Es tarde y estoy en una de las las bibliotecas de la universidad, haciendo un descanso después de un largo día de estudio intensivo (y de cuatro interminables temas de Derecho de la Información y las Telecomunicaciones). Aunque parezca mentira, aún queda aquí mucha gente. Algunos, desesperados porque no tenemos tiempo (trabajando todo el fin de semana a jornada completa, ya me contarás tú cuándo estudio). Otros, porque tienen fuerza de voluntad (lo que me parece admirable). También los hay que intentan arreglar en unos pocos días lo que no han hecho en cuatro meses.

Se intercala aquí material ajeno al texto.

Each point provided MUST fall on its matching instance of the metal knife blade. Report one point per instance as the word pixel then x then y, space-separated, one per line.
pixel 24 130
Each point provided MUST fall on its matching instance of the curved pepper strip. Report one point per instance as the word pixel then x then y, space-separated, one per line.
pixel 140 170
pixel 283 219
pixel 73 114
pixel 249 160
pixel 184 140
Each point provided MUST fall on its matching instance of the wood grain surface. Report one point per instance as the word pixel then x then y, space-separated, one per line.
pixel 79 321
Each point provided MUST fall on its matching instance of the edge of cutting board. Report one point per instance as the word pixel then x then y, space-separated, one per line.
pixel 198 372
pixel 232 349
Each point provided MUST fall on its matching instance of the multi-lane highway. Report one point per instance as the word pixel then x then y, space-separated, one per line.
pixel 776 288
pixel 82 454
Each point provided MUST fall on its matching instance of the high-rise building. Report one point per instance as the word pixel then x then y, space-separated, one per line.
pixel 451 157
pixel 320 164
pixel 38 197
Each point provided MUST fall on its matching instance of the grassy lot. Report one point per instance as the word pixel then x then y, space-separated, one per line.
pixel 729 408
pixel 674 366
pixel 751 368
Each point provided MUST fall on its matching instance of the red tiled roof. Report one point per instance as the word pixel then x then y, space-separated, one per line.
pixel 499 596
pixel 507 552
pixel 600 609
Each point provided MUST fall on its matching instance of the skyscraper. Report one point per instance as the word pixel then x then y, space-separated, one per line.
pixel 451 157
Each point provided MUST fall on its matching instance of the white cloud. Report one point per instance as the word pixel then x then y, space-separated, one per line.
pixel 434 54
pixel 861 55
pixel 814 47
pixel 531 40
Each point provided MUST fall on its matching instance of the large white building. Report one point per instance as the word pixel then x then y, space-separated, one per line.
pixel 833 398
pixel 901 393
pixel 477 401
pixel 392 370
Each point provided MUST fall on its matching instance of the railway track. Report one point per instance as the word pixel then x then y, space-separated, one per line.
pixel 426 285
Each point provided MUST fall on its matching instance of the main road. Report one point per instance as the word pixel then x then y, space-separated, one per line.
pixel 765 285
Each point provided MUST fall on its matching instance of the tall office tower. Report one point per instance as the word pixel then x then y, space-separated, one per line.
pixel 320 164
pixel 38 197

Cada uno tiene su motivo y cada uno estudia una cosa. Por los libros que tiene la gente y lo que se percibe de los apuntes desde lejos (gráficos, tablas y demás apoyos gráficos), se podría decir que aquí hay representantes de casi todas las carreras (la mayoría ingenieros, que ésta es su facultad). Da igual por qué estemos aquí, qué estemos estudiando y cuánto tengamos que estudiar, el caso es que estamos pringando un jueves por la noche, pudiendo estar por ahí o en casa viendo la tele, y que la mayoría tenemos la intención de seguir pringando hasta que nos echen.

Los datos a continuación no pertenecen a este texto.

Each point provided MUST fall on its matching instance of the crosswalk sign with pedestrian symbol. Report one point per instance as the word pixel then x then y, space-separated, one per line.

A veces me pregunto para qué tanto esfuerzo. Me han dicho miles de veces que, una vez licenciados, somos todos iguales. A veces, icluso sin licenciarnos. El día del examen, no va a haber ninguna pregunta que diga "¿Ha venido usted a clase este cuatrimestre?" o "¿Cuántas horas se ha preparado esta asignatura?". Si tienes un buen día y la suerte de que caiga justo lo que te sabías porque te tocó exponerlo en clase, te puede salir el examen estupendo habiendo estudiado dos tardes.
No sé qué tal se nos darán los exámenes a todos los que hemos pasado durante hoy por la biblioteca (que hemos sido muchos), lo que sí sé es que vamos a ser la generación de pringados mejor formada.